Victory Day Comes in Central Asian Countries Without Much Pomp, but Plenty of Feeling

This year, as in previous years, the attitude toward Victory Day celebrations in Central Asian countries serves as an important political marker. The leaders of Kazakhstan, Kyrgyzstan, Tajikistan and Turkmenistan are scheduled to attend the Victory Day parade in Moscow on May 9. The leaders of Belarus, Cuba, Laos and Guinea-Bissau will also take part in the celebrations. The absences of the presidents of Uzbekistan, Armenia and Azerbaijan are particularly noticeable in that list.

It’s noteworthy that the Russian press is commenting on the different stances taken by the Central Asian countries in an extremely negative way — deliberately agitating discord between Russia and the region. It’s even been stated that Victory Day has been “canceled” in the region. Such are the broadcasts taking place against a backdrop of analysts’ opinions: that in the coming decades, Central Asian countries won’t be able to break the ties that bind them to their former Soviet master, as the economic dependence on Russia is only growing. This is especially true for Kazakhstan, as the lion’s share of Kazakhstan’s oil goes through Russian pipelines to Europe. In addition, a project increasing the transshipment of Russian hydrocarbons to China through Kazakhstan is in the works.

However, contrary to the opinion of Russian tabloids, the Central Asian countries remain reverent and respectful of the cultural institution that is Victory Day. Most residents of the republics are proud of their fathers and grandfathers who fought on the fronts of World War II. In particular, for several years in a row, Kazakhstan has maintained a leading role in terms of doling out state budget payments to veterans of World War II.

According to statistics, the size of a lump-sum social payment commemorating Victory Day in Kazakhstan, where 148 veterans live, averages $3,800. In Tajikistan there are 24 surviving veterans of World War II, and their payments amounted to $2,200-$2,300. Veterans in Uzbekistan received about $1,500, and in Belarus, Azerbaijan and Kyrgyzstan, about $1,100 apiece. Russia’s 12,500 surviving veterans in Russia will receive the least — the equivalent of only $107.

To be sure, Kazakhstan has not held military parades in honor of the holiday for a year. That move is explained by the need to save money. This spring, unprecedented floods — which affected almost half of the country — have pushed President Kasym-Jomart Tokayev’s administration to tend towards being thrifty and instead fund humanitarian aid and reconstruction. According to the Ministry of Defense of Kazakhstan, the parade requires spending about 4 billion tenge ($9 million) — such a huge sum of money can be spent more impactfully on providing housing for the victims. Along with large-scale, WWII-related festive events in Kazakhstan, other important projects, such as international forums, have been canceled. Nevertheless, in his speech, President Tokayev not only congratulated veterans, but also emphasized the need to prepare for the 80th anniversary of the May 1945 victory, which is scheduled to be widely celebrated next year.

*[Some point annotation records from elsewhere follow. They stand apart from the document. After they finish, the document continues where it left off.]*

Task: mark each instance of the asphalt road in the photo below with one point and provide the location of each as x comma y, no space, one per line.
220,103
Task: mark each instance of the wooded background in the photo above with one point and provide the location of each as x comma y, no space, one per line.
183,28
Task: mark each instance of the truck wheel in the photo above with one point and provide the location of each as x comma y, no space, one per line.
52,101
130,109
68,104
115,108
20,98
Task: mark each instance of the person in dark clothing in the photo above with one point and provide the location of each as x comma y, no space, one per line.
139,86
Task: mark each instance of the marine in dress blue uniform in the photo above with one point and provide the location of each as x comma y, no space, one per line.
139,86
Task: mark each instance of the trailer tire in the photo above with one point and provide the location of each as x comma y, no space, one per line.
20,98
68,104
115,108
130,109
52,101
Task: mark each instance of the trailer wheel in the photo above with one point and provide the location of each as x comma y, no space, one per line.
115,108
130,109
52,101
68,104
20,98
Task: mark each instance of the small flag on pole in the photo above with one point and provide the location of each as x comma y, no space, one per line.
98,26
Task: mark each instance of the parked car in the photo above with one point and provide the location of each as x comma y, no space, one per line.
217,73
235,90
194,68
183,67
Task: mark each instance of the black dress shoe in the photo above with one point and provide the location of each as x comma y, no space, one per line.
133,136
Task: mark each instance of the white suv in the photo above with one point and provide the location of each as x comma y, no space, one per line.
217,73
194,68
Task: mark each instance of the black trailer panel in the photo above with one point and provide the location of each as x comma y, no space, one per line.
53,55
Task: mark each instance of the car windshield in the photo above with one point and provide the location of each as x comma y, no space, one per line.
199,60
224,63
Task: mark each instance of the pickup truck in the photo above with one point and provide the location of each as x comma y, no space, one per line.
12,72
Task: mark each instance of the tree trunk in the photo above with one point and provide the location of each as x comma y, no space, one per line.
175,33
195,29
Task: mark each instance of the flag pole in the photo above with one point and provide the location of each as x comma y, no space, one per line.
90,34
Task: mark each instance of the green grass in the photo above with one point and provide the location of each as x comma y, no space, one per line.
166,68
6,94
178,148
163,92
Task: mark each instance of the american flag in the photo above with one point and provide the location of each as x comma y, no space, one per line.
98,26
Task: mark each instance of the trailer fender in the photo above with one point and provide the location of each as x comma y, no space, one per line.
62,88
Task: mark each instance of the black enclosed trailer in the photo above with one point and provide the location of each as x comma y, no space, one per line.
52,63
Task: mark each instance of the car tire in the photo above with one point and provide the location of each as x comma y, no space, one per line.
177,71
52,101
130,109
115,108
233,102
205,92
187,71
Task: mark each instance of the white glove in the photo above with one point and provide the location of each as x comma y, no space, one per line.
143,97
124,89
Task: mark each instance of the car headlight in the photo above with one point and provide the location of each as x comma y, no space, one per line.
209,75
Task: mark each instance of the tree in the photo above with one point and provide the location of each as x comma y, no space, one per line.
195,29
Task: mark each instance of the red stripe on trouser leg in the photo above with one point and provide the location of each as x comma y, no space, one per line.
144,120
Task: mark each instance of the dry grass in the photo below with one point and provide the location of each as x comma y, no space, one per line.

In Uzbekistan, May 9 is considered a Day of Remembrance, but nonetheless President Shavkat Mirziyoyev offered his congratulatory remarks, noting the invaluable contribution of the country’s residents to the victory. The country will hold festive events, and commemorative publications have been prepared. In Dushanbe, the capital of Tajikistan, the opening ceremony of a memorial complex dedicated to those who died in the ‘Great Patriotic War’ was held. President Emomali Rahmon delivered a congratulatory speech.

Kyrgyzstan, like Kazakhstan, canceled this year’s procession of the Immortal Regiment, explaining that decision with a reference to the difficulty of security measures. After analyzing the operational situation in the country and Central Asia overall, there is reason to fear public provocations and terrorist attacks, according to the Kyrgyz Interior Ministry’s Public Security Service. Last year, more than 50,000 people took part in the Immortal Regiment’s appearance in Bishkek. Turkmenistan also contributed to the holiday. A concert dedicated to the 79th anniversary of victory in the Great Patriotic War and other events was held in Ashgabat.

It remains perplexing for the Russian media to accuse the Central Asian countries of canceling their parades, processions and events –especially since Russia itself has done the same. Due to existing threats to public safety, the central headquarters of the Immortal Regiment of the Russian Federation decided not to hold a physical procession in 2024 in front of the public. The reason given was the same danger of terrorist attacks which was cited in Central Asia — which after the attack on the Crocus City Hall concert venue in the Moscow region on March 22, is by no means an empty reason.

Overall, although Central Asian countries haven’t been holding mass public events in honor of Victory Day for several years, the atmosphere of the holiday is preserved — and most importantly, the authorities are still actively supporting the small number of veterans and their families who have been affected by the war to the present day.